2586 - Tumor Dynamics and Dosimetric Impact during Multi-Day Adaptive Stereotactic Radiosurgery (SRS) for Multiple Brain Metastases
Presenter(s)
I. Durowoju1, J. Stewart2, M. E. Ruschin2, H. Soliman2, S. D. Myrehaug2, J. Detsky2, H. Chen2, D. Dinakaran2, E. Atenafu3, A. Sahgal2, L. Holden4, and C. L. Tseng2; 1University of Toronto, Toronto, ON, Canada, 2Department of Radiation Oncology, Odette Cancer Centre, Sunnybrook Health Sciences Centre, University of Toronto, Toronto, ON, Canada, 3Department of Biostatistics, University Health Network, University of Toronto, Toronto, ON, Canada, 4Sunnybrook Health Sciences Center, Toronto, ON, Canada
Purpose/Objective(s): Our frameless Spatially Partitioned Adaptive RadiosurgEry (SPARE) approach using the non-invasive stereotactic radiosurgery icon (GKI-Spr) consists of multi-day single-fraction and/or hypofractionated SRS for the treatment of multiple brain metastases. As treatment may span several days, our practice has been to perform an interim MRI (iMRI) typically 7 to 14 days from the reference treatment planning MRI (rMRI) or last iMRI, on which the plan is adapted for untreated lesions.

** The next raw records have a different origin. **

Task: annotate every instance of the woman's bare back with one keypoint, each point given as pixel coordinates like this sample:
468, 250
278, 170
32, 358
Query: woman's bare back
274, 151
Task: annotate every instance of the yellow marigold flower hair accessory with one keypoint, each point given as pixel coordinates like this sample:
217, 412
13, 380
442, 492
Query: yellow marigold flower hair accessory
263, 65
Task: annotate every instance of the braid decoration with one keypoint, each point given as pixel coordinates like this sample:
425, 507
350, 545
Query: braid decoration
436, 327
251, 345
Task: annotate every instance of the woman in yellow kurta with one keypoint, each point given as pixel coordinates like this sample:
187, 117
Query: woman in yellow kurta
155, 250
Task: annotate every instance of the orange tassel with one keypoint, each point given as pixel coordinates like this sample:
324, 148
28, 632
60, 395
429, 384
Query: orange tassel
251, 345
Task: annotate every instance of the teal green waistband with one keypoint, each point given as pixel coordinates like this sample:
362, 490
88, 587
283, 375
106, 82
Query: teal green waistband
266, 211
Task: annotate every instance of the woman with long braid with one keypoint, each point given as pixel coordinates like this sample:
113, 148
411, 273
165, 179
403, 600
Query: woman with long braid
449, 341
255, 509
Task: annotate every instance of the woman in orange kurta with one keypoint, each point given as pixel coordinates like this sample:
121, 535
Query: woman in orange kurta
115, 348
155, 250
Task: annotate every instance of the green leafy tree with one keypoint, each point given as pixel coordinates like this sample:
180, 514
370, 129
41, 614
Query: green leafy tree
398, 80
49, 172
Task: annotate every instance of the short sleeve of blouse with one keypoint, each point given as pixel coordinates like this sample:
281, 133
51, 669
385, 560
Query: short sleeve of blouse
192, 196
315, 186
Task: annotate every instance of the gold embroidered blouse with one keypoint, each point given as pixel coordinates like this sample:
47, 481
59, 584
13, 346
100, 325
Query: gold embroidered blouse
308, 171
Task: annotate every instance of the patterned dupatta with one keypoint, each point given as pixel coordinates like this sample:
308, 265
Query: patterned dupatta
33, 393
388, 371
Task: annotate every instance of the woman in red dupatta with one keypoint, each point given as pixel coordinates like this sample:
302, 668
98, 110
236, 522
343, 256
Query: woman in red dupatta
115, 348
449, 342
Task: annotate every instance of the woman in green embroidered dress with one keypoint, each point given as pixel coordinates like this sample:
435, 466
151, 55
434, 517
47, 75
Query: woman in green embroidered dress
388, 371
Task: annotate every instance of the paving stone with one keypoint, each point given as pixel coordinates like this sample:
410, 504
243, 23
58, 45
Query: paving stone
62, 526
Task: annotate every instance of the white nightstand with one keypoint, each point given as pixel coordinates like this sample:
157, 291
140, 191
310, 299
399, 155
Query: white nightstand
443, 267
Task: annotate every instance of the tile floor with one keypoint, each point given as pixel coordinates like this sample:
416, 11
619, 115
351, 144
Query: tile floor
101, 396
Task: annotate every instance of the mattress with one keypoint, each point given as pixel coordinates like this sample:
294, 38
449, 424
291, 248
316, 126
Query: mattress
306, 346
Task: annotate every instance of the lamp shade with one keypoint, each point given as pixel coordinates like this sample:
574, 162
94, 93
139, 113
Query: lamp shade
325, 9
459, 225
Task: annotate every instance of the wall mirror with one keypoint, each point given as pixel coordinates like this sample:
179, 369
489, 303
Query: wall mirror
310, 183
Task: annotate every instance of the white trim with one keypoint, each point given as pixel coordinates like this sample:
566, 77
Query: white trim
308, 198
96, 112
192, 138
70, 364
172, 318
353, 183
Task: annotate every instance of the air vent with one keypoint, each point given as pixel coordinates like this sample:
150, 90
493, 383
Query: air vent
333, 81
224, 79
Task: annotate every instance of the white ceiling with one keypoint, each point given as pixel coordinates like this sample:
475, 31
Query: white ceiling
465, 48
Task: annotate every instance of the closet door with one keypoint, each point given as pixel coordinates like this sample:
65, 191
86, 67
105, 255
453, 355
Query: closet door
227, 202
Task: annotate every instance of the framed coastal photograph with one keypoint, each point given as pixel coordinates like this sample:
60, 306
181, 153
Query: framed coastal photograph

The goal of this study was to assess target dynamics and consequent dosimetric impact of the re-planned metastases during GKI-Spr.
Materials/Methods: Consecutive patients with multiple brain metastases treated with GKI-Spr between 2020 and 2024, with at least one iMRI, were retrospectively reviewed. For each lesion, geometric metrics including volumetric changes and migration distance (dmigration; the linear displacement of the volume relative to reference planning MRI, rMRI), were assessed relative to the rMRI. Potential dosimetric impact including V100 (volume receiving 100% of prescription dose) and the conformity index was evaluated on the iMRI with the reference plan. Linear mixed model analysis was used to assess factors that may predict geometric changes.
Results: A total of 732 brain metastases were identified in 42 patients. Of these, 313 metastases (42.8%) were re-contoured and re-planned in 27 patients. The median number of brain metastases was 26 (range, 3-73) at rMRI with 10 re-contoured lesions (range, 2-30) at iMRI per patient. Lesions were treated to a dose of 14 – 27.5 Gy in 1-5 fractions. Four patients (9%) underwent multiple iMRIs (range, 2-3) and the median time from the rMRI to the first iMRI was 11 days (range, 4-23 days). Across all metastases, the median lesion volume at rMRI was 0.04 cm3 (range, 0.003 – 18.66 cm3). In the re-contoured lesions, the median change in volume was 0.01 cm3 (range, -14.79-5.15 cm3) and the median migration distance was 1.22 mm (range, -0.5-4.64 mm). The absolute change in volume and migration distance were greater than 0.10 cm3 and 1 mm in 25% and 67% of lesions at iMRI, respectively. The mean gross tumor volume (GTV) V100 decreased from 99.9% on the rMRI to 93.7% on the iMRI (p < 0.0001). Without adaptation, GTV V100 would have been less than 95 % on the iMRI in 26.3% of the re-contoured lesions. The mean (SD) planning target volume (PTV) conformity index decreased from 0.53 (0.21) at rMRI to 0.48 (0.20) at iMRI (p-value < 0.0001). On multivariable analysis, systemic therapy administered within 1 month prior to or concurrently with SRS (p=0.0196) and prior whole brain radiation (p<0.0001) predicted for volumetric changes.
Conclusion: Clinically meaningful brain metastasis dynamics with resultant dosimetric impact were observed during multi-day SRS, which supports the role of iMRI to guide mid-treatment adaptive re-planning in selected patients.